Alguns veem prova de observância literal do sábado na eternidade. Outros leem imagem do culto contínuo, assim como “lua nova” não exige todo o calendário cerimonial. O texto afirma a permanência da adoração; não detalha toda a organização temporal da nova criação.

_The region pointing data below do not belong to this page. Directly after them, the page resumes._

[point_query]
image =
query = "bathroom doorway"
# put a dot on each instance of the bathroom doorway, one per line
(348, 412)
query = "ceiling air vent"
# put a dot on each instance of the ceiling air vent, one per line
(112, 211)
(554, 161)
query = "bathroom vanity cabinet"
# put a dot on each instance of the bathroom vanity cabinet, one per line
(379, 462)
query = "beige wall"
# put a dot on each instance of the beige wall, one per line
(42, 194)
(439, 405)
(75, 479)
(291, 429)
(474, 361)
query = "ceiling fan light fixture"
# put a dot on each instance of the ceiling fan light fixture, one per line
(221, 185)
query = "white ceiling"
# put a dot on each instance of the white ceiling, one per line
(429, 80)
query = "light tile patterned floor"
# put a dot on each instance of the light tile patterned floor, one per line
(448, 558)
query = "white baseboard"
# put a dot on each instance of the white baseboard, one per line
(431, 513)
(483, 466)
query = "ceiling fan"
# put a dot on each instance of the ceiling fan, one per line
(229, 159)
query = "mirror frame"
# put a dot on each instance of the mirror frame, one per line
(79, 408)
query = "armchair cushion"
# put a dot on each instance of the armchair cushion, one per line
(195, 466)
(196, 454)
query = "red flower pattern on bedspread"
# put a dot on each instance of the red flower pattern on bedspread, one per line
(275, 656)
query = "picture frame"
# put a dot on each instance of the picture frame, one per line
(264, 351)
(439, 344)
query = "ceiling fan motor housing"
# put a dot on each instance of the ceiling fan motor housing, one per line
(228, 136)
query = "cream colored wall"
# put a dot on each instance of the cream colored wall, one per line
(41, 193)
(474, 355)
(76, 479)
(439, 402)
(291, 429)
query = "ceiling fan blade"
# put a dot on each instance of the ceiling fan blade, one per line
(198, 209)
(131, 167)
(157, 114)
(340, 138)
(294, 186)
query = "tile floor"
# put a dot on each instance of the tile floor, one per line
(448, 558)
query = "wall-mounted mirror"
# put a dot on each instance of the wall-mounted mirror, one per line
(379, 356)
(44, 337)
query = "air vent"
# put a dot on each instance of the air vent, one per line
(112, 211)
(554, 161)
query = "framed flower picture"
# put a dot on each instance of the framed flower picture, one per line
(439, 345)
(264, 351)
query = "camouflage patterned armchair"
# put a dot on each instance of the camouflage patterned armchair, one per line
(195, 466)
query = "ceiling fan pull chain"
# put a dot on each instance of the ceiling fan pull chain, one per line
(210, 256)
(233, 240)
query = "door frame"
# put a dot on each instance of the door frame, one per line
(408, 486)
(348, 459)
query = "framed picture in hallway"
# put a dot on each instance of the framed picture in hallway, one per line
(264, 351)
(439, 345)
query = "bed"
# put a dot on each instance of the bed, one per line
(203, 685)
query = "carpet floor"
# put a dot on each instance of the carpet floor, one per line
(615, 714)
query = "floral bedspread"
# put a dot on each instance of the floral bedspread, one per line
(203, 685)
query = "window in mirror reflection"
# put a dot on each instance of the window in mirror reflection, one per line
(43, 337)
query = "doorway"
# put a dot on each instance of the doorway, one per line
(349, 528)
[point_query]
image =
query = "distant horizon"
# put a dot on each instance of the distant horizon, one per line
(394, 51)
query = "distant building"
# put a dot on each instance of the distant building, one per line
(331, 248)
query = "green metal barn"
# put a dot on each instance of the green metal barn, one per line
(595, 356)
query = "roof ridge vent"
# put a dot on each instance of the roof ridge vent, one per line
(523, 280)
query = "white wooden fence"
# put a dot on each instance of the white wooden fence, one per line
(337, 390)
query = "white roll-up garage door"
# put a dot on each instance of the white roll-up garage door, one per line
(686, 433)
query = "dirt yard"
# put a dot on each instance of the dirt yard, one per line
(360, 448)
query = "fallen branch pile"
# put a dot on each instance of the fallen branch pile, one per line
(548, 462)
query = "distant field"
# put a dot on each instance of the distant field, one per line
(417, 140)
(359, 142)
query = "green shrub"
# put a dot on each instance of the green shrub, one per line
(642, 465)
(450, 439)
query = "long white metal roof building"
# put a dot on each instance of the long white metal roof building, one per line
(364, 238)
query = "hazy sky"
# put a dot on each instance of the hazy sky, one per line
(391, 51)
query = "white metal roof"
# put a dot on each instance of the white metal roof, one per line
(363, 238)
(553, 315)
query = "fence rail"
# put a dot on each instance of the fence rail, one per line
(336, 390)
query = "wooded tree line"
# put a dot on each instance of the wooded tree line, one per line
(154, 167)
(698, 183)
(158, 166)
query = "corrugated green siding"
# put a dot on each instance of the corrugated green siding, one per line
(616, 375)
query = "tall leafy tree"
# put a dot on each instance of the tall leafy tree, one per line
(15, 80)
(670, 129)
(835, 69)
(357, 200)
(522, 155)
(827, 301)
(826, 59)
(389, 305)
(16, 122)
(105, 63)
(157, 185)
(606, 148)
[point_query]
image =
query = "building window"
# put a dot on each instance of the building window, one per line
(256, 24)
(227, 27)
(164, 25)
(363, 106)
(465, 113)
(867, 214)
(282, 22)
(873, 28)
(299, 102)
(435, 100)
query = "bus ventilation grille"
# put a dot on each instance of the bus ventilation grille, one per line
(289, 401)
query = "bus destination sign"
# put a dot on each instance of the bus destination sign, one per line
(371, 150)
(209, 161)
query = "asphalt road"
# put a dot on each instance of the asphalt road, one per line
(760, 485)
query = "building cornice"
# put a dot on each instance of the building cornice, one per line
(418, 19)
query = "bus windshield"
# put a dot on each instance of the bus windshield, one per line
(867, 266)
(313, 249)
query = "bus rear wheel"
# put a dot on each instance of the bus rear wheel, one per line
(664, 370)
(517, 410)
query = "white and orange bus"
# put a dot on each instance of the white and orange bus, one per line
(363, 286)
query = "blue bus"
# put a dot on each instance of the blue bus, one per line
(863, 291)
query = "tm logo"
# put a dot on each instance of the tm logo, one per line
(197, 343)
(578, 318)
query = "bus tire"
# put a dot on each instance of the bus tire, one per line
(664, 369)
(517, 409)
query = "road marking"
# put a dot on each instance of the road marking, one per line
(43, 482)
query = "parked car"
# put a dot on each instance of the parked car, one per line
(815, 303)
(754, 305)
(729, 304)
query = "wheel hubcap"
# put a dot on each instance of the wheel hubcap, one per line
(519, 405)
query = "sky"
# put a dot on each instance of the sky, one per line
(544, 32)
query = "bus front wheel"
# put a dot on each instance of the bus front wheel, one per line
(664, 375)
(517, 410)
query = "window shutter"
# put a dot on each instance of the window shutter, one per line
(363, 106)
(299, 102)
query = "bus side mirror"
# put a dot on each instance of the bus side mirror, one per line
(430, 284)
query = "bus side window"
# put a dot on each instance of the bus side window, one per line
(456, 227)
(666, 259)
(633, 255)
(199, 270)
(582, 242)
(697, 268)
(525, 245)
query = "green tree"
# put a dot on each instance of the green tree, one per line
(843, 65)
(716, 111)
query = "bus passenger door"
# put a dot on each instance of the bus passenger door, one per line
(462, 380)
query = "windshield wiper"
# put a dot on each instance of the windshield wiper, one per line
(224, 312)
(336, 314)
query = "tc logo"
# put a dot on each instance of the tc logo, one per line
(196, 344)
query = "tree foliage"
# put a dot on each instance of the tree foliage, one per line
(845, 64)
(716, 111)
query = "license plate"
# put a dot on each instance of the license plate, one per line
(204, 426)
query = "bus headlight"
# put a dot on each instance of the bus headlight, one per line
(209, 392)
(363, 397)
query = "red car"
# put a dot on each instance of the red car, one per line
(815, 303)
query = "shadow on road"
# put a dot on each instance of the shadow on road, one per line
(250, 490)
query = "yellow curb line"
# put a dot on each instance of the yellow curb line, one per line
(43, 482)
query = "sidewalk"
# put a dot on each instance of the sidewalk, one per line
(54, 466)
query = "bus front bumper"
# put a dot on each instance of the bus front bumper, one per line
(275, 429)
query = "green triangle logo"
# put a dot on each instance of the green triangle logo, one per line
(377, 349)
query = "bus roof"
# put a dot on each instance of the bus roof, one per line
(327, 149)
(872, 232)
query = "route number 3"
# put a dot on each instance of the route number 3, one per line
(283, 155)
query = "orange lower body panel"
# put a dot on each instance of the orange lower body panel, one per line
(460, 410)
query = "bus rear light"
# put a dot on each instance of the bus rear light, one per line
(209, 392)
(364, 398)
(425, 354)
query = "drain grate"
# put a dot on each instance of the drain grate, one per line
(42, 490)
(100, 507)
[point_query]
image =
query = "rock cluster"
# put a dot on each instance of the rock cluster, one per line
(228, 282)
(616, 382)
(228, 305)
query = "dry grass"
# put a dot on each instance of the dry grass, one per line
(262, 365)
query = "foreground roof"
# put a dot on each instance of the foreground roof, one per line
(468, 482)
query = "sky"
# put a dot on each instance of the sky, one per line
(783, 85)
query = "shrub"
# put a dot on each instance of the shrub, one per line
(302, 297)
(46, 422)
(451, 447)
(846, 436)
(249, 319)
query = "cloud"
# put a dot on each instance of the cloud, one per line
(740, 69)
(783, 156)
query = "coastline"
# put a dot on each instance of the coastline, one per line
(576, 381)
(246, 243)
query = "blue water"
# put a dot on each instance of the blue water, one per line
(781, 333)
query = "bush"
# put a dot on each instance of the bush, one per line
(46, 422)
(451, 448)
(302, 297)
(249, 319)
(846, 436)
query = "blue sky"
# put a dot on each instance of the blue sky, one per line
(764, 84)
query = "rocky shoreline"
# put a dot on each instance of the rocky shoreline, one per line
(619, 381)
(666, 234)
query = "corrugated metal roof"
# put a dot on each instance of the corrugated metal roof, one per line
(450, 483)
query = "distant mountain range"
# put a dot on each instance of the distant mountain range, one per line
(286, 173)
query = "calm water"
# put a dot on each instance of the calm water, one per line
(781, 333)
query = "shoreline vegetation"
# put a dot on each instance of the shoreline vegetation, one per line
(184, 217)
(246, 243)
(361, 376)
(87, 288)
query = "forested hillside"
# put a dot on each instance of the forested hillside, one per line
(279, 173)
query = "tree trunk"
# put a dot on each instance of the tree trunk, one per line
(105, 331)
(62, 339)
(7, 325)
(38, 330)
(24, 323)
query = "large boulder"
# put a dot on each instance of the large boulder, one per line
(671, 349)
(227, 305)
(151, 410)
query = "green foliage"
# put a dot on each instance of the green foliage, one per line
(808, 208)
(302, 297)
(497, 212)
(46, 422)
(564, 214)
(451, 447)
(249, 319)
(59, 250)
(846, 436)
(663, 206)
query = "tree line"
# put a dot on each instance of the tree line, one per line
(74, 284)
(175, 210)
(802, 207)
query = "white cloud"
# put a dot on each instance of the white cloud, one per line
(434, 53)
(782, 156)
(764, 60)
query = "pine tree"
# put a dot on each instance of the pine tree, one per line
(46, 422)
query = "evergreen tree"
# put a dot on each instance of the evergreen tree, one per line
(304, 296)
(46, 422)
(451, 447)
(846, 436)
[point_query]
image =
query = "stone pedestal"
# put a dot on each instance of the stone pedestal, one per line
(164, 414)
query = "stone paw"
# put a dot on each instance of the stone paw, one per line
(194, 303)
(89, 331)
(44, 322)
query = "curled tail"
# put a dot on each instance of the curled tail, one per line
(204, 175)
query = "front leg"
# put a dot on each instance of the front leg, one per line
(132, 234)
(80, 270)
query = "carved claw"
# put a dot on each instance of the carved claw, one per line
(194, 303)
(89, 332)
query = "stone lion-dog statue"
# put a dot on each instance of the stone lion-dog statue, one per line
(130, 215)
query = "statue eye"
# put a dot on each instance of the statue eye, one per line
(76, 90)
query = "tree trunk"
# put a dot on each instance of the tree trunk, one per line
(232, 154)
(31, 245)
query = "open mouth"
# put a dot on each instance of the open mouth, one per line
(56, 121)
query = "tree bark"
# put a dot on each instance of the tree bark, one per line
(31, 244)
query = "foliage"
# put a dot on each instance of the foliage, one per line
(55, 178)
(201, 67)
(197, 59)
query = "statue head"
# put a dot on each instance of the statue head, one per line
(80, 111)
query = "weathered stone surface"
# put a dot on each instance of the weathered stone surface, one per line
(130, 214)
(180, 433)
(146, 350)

A linguagem reforça a continuidade do sábado como ritmo de adoração. Reconhecer o simbolismo profético não apaga o fato de que Isaías nomeia o sábado ao descrever a adoração na nova criação.
O descanso de Hebreus
Hebreus 3–4 relaciona o descanso da criação, a entrada de Israel na terra e a promessa ainda aberta. O autor convida a entrar no descanso pela fé perseverante. O “repouso sabático” de Hebreus 4:9 preserva a riqueza do símbolo, mas o argumento culmina em Cristo, nosso sumo sacerdote, não em instrução de calendário.
O alvo final
Apocalipse 21–22 retrata Deus habitando com seu povo e o fim da maldição. Não é inatividade, mas trabalho sem opressão, adoração sem distração e comunhão sem ruptura. Práticas de descanso hoje são sinais modestos dessa esperança.
Leituras: Isaías 65:17–25; 66:22–23; Hebreus 3:7–4:16; Apocalipse 21–22.
Revise e aplique
- Qual é a afirmação bíblica central desta aula e em quais textos ela se apoia?
- Como esta verdade se relaciona com Cristo, a graça e o evangelho?
- Que mudança prática você pode começar nesta semana?
Oração sugerida: Senhor, dá-me entendimento para receber tua Palavra com fé, humildade e disposição para obedecer. Amém.